# OPC Paper on Justification Controversy



## wsw201 (Mar 14, 2006)

Talked to our Home Missions guy here in the SW Presbyterian. He was up in Philadelphia for a meeting and met with Richard Gaffin. The paper on the Justification controversy is suppose to be ready for the up coming GA this summer and will be in excess of 90 pages!


----------



## NaphtaliPress (Mar 14, 2006)

Wayne, 
Any "leaks" of the contents or upshot of those 90 pages! ie how would it compare to the Missiouri or Mississippi presbytery papers?


----------



## wsw201 (Mar 14, 2006)

> _Originally posted by NaphtaliPress_
> Wayne,
> Any "leaks" of the contents or upshot of those 90 pages! ie how would it compare to the Missiouri or Mississippi presbytery papers?



I haven't heard anything else, but at 90+ pages it sounds like they are writing a book not just a report.


----------



## NaphtaliPress (Mar 14, 2006)

I don't recall if I knew this or not but have forgotten if I did.
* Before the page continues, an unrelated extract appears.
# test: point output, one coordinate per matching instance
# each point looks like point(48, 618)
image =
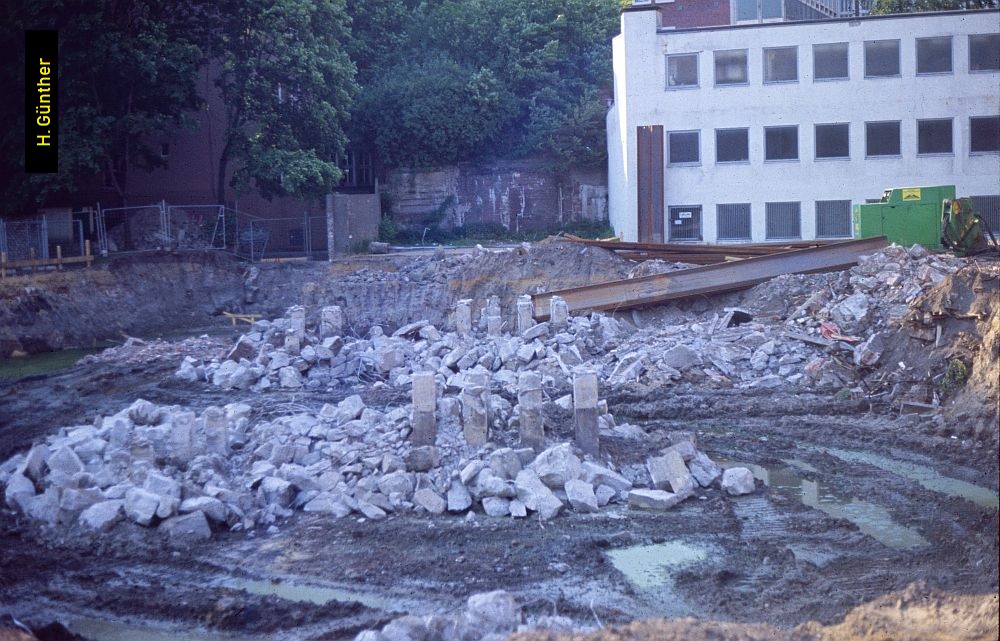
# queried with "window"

Who else is on the committee?


----------



## wsw201 (Mar 14, 2006)

The only two I can remember are Gaffin and David VanDrunen of WSC. Someone else may remember who else is on the committee.


----------



## Casey (Mar 14, 2006)

My professor, Rev Alan Strange, is on the committee, too, I believe (if it's the same one dealing with FV). He gave us a few pages from the material they're preparing for educational purposes, but we aren't allowed to copy it for anyone. It should be out soon, and he expressed that they're hoping to have it put out in a published form as well.


----------



## WrittenFromUtopia (Mar 14, 2006)




----------



## Presbyrino (Mar 14, 2006)

Eagerly waiting...


----------



## NaphtaliPress (Mar 14, 2006)

Thanks.


----------



## Puritan Sailor (Mar 14, 2006)

http://www.puritanboard.com/forum/viewthread.php?tid=5006&page=#pid60776

Here's the initial overture which formed the comittee. It names the members.


----------



## NaphtaliPress (Mar 14, 2006)

Thanks Patrick; I'd forgotten about that thread.


----------